The London Plan: Will Khan deliver?
Back in March 2018 we channelled our inner Mystic Meg and suggested that the Mayor of London, Sadiq Khan, was likely to see significant resistance from the Secretary of State for Housing, Communities and Local Government over his plans to radically reform the spatial development strategy for London. On 27 July 2018, James Brokenshire MP (then Secretary of State) fired a warning shot, suggesting our premonitions might be right. On Friday 13 March 2020, following an extensive examination, Robert Jenrick MP (the current Secretary of State) duly followed through. Unlucky for Khan…
On Friday 13 March 2020, following an extensive examination, Robert Jenrick MP (the current Secretary of State) duly followed through with his letter. Unlucky for Khan…
For the first time since the Greater London Authority was established, we have a newly formed government with a large majority brimming with bravado and a mayor who is of a wholly different political persuasion seeking re-election. The result is a head on collision over the Mayor’s flagship policy reform.
Robert Jenrick goes to extraordinary lengths to personally berate the performance of the Mayor on his housing delivery and affordability. In Mr Jenrick’s words, “Housing in our capital is simply too important for the underachievement and drift displayed under your mayoralty, and now in your Plan, to continue.”
Strong stuff indeed.
He goes on to highlight the west midlands mayoralty which has “delivered significant increases in delivery”. It’s no surprise that the Mayor of the west midlands is a Conservative.
For all the political engineering, there are important points to take home from the intervention. Jenrick has directed changes to certain key policies across the following themes:
Ambition – Recognising the insatiable demand for housing across the city, policy changes are directed to ensure that the Plan does not stifle the creativity of London boroughs looking to go above and beyond.
Green Belt/MOL – As commentators and the examining inspectors said, Khan’s proposed wording for Green Belt and Metropolitan Open Land goes beyond the restrictions imposed by the NPPF. Jenrick has directed amendments to bring them in line with government policy. This builds on his earlier comment about the need to prepare a comprehensive review of the Green Belt in London as part of the next review of the Plan.
Housing – Requirements for affordable housing on small sites (10 dwellings or fewer) are to be removed. The Secretary of State also questioned the overall suitability to the Plan’s focus on small sites following doubt cast upon the delivery of some 12,700 homes and the political sensitivity to garden grabbing. There is also a focus on delivering family sized housing, which is a requirement London boroughs must consider when preparing policies and taking decisions in relation to dwelling mix.

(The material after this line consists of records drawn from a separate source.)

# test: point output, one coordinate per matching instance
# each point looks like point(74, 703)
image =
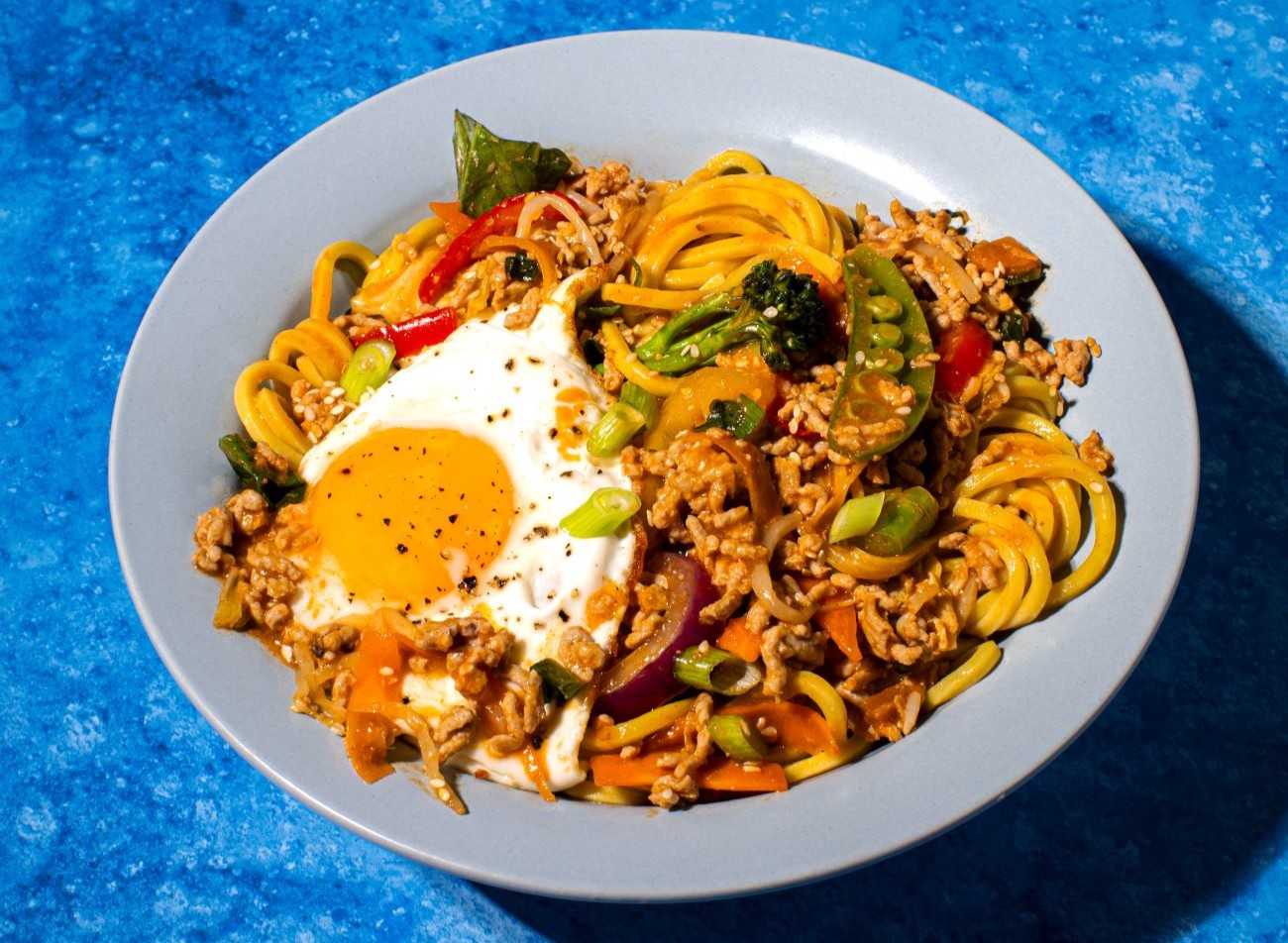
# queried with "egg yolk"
point(413, 514)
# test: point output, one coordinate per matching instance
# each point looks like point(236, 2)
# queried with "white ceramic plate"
point(661, 102)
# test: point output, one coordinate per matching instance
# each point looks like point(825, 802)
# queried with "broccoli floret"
point(778, 309)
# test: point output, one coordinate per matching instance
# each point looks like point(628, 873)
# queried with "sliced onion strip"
point(949, 266)
point(546, 201)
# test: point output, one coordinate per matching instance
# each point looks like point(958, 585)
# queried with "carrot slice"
point(640, 772)
point(738, 639)
point(798, 727)
point(634, 772)
point(377, 670)
point(1016, 258)
point(728, 776)
point(368, 737)
point(841, 624)
point(535, 766)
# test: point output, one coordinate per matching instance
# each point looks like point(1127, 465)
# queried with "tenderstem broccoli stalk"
point(780, 311)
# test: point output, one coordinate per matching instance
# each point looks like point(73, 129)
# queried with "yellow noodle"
point(262, 411)
point(799, 206)
point(605, 795)
point(1039, 509)
point(1022, 537)
point(1069, 517)
point(1031, 423)
point(402, 249)
point(980, 663)
point(323, 344)
point(823, 694)
point(822, 763)
point(864, 566)
point(323, 272)
point(1104, 513)
point(996, 608)
point(634, 731)
point(664, 241)
point(621, 356)
point(618, 292)
point(1031, 389)
point(726, 162)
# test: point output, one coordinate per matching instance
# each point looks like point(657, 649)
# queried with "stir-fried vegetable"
point(906, 515)
point(557, 681)
point(887, 384)
point(691, 403)
point(635, 410)
point(781, 311)
point(737, 738)
point(489, 169)
point(964, 350)
point(277, 487)
point(1019, 264)
point(645, 678)
point(501, 219)
point(713, 669)
point(368, 368)
point(741, 416)
point(603, 513)
point(415, 334)
point(857, 517)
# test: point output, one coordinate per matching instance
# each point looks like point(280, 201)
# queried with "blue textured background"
point(124, 125)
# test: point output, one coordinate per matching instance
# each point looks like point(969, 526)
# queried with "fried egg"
point(441, 495)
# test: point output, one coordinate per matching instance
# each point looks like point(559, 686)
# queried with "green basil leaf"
point(490, 169)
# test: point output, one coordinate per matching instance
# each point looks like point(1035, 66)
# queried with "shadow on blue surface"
point(1166, 809)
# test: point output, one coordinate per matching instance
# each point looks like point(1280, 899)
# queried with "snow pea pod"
point(888, 380)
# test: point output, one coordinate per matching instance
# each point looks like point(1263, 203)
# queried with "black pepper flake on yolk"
point(366, 506)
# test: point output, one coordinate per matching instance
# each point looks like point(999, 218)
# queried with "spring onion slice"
point(601, 514)
point(737, 738)
point(635, 395)
point(716, 670)
point(905, 517)
point(368, 368)
point(614, 431)
point(857, 517)
point(741, 416)
point(557, 681)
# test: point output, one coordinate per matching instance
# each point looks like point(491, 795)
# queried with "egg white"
point(500, 385)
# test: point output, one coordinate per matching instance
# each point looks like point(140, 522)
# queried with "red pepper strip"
point(415, 334)
point(501, 219)
point(964, 350)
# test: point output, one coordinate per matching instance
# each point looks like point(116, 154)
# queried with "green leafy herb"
point(557, 681)
point(489, 169)
point(741, 416)
point(1012, 326)
point(277, 487)
point(522, 266)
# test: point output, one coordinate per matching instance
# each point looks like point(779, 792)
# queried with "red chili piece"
point(964, 350)
point(415, 334)
point(501, 219)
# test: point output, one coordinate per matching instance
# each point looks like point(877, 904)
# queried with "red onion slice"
point(644, 678)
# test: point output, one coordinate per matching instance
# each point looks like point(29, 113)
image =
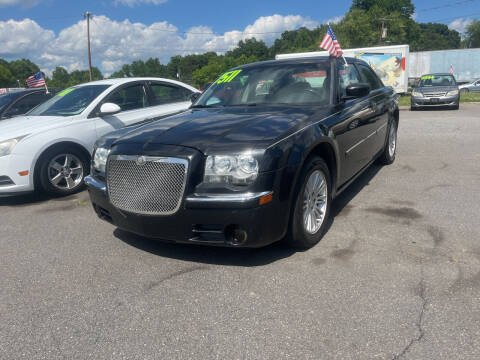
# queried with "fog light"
point(234, 235)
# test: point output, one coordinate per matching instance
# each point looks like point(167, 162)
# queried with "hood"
point(428, 89)
point(222, 129)
point(23, 125)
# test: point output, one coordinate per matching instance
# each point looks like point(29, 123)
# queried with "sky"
point(53, 32)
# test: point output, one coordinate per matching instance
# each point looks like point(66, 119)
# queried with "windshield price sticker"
point(227, 77)
point(65, 92)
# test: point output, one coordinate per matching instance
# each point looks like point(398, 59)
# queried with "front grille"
point(435, 94)
point(146, 185)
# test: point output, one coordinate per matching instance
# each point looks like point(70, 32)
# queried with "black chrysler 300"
point(259, 157)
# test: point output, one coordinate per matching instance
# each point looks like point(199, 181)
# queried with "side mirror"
point(194, 97)
point(359, 90)
point(109, 109)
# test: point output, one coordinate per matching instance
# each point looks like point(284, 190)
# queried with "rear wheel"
point(311, 209)
point(62, 171)
point(388, 155)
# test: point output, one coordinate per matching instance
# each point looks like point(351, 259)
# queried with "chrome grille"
point(435, 94)
point(146, 185)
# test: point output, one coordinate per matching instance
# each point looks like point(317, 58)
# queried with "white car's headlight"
point(241, 169)
point(7, 146)
point(100, 159)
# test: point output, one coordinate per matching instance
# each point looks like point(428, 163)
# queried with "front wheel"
point(388, 155)
point(62, 171)
point(311, 209)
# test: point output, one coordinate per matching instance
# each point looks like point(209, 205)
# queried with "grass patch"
point(404, 100)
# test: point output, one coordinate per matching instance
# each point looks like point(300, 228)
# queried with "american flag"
point(36, 80)
point(331, 44)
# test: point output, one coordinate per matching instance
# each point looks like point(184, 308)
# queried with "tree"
point(6, 78)
point(472, 35)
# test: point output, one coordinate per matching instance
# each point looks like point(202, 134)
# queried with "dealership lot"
point(396, 276)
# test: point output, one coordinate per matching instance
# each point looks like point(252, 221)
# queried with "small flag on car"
point(330, 43)
point(36, 80)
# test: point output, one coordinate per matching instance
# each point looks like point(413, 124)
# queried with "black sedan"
point(20, 102)
point(259, 157)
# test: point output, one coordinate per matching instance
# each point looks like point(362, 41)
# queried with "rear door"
point(133, 99)
point(167, 98)
point(378, 103)
point(353, 127)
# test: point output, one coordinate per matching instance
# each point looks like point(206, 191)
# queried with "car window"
point(348, 75)
point(370, 77)
point(26, 103)
point(71, 101)
point(129, 98)
point(437, 80)
point(166, 94)
point(275, 83)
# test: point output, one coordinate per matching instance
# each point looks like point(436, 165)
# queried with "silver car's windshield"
point(270, 84)
point(437, 80)
point(69, 102)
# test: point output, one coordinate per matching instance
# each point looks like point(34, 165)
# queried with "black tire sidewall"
point(43, 170)
point(298, 237)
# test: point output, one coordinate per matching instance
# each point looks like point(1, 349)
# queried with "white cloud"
point(133, 3)
point(24, 3)
point(114, 43)
point(334, 20)
point(460, 24)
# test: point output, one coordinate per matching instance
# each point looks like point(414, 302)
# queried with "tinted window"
point(165, 94)
point(348, 75)
point(69, 102)
point(129, 98)
point(370, 77)
point(276, 83)
point(26, 103)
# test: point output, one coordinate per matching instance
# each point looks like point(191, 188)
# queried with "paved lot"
point(396, 276)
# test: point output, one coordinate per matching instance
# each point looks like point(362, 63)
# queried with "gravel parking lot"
point(396, 276)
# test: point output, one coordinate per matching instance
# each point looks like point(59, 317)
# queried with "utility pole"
point(87, 15)
point(383, 34)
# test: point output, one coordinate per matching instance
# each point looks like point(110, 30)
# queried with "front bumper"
point(221, 220)
point(434, 102)
point(11, 182)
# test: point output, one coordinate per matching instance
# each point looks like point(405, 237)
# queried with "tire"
point(388, 154)
point(299, 235)
point(62, 170)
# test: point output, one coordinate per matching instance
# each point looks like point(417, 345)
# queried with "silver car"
point(473, 86)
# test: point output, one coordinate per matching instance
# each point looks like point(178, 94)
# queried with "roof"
point(299, 60)
point(119, 81)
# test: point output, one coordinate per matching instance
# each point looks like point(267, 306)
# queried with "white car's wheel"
point(62, 171)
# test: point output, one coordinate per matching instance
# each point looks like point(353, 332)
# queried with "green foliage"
point(472, 35)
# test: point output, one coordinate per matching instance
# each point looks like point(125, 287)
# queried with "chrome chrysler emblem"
point(141, 160)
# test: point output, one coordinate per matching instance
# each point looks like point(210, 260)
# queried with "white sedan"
point(49, 148)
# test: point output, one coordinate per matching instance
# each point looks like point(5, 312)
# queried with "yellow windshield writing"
point(228, 76)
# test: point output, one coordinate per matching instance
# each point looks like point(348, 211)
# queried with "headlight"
point(100, 159)
point(239, 169)
point(7, 146)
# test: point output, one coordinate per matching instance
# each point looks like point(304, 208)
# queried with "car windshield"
point(69, 102)
point(437, 80)
point(279, 83)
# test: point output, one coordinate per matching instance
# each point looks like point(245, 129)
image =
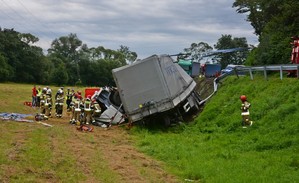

Industrial Land – The strong protection of industrial land is weakened to enable "optimal uses for industrial sites where housing is in high demand".
Density – Changes are required to explicitly state that the design of the development must optimise site capacity. Jenrick speaks of “gentle density around high streets and town centres, and higher density in clusters which have already taken this approach.”
Aviation – Finally, Jenrick makes it abundantly clear that aviation planning is for government and not the Mayor.
It’s not all doom and gloom though. There is a way forward and one in which there are regular meetings established between the Secretary of State and Khan and between the full team of the department of State and the Greater London Authority. That is in addition to a regular quarterly reporting on housing delivery more generally in a style reflective of Homes England.
The next move is awaited with baited breath but we would hope that the carrot of “producing and delivering a new strategy with authorities in the wider south east to offset unmet housing need in a joined-up way” is taken up with full and unabated vigour.
In the meantime, Khan has another 12 months to show some progress. It would be rather unkind not to feel for him, especially when it was widely reported that he was certainly on track to secure a second term, had the mayoral elections gone ahead.